I've had a similar problems with liquid soap being too drying for my skin. I ended up omitting CO entirely and used palm kernel oil flakes instead (at about 12.5%). I used olive, high oleic safflower, and castor oil for the rest. 

I've found not using the glycerine method helps for me. I also don't add any glycerine.

I superfat much higher than you are supposed to with liquid soap (3%).

I clarify the soap using grain alcohol. With two weeks sequestering you can read through it.

I don't have to neutralize at all.

I like this recipe/method right now, but it's not perfect.  For example, it doesn't accept FOs well. It also goes against the "rules" in a bunch of ways. I've found it significantly more challenging to come up with a LS that I really like.

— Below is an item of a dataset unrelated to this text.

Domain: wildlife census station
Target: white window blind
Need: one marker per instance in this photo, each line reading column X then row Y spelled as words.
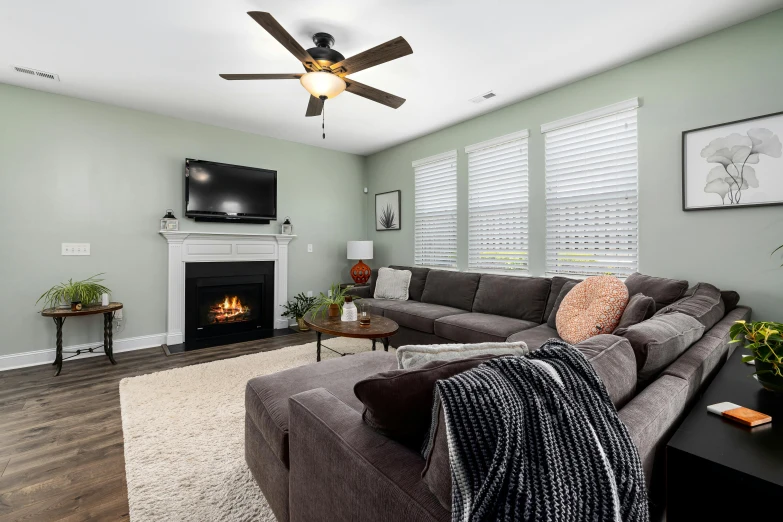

As an aside, I give all my test batches to my friends 8 y/o daughter. She turns it into "fairy" and "magic" soap by adding food coloring, glitter, essential oils and other stuff. It's a great way to get rid of soap I won't use, especially because even a small test batch of LS still makes a TON of soap.

Hope this helps,
---Ben


----------



## cmzaha (Apr 5, 2014)

This is a recipe I use that makes a supermild shower gel. I cannot take credit for it. It is one of Sally Trew's recipes that I did tweak a tiny bit. 
Palm 29%, Olive 28%, Castor Oil 20%, Coconut Oil 8%, Sunflower High Oleic 5%, Cocoa Butter 5%, Avocado Oil 5%. 80% water in soap calc with a -13 superfat. This is a very low cleansing so the coconut could be adjusted up


----------



## silverspringsoapmaker (Apr 6, 2014)

Thank you for input Ben and cmzaha! What I find surprising is that Coconut oil is usually makes up the largest percentage of the oils using in commercial natural liquid soap brands such as Vermont Soap, Dr. Bronners and Zum Wash. I'm assuming they use Coconut oil as the largest percentage of oils for a reason. My only guess is because the higher percentage of Coconut oil handles hard water better


----------



## lady-of-4 (Apr 7, 2014)

Its not so much the coconut oil itself, but the overall high cleansing factors of an entire recipe. More cleansing, means more natural oils stripped away. Coconut oil can contribute, but if you balance your recipe, Soap Calc can help you with this, you'll be able to raise you conditioning and lower the cleansing.


----------



## silverspringsoapmaker (Apr 8, 2014)

Thank you lady-of-4! I'll look into that


----------



## silverspringsoapmaker (Apr 23, 2014)

I'm now starting to wonder if my soap is too cleansing because of my dilution rate? I currently dilute 1 pound of paste with 3 pounds of water. I'm assuming that if I dilute the paste further, I can reduce the cleansing power that is striping my hands of its natural oils and reduce the drying effect? I'm using foaming bottles so I'm not looking to have a thick liquid soap. Am I on the right track?


----------



## lady-of-4 (Apr 23, 2014)

Not really. It will water down the soap, but the cleansing fact doesn't change. That factor is recipe related primarily. You can try and dilute some of it to see if that helps. Chances are though, it may not.


----------



## silverspringsoapmaker (Apr 24, 2014)

Thank you lady-of-4! You're absolutely right, I tried diluting the soap further but it was still too drying. I'm going to go with your first suggestion to take another look at the cleansing factor of my recipe


----------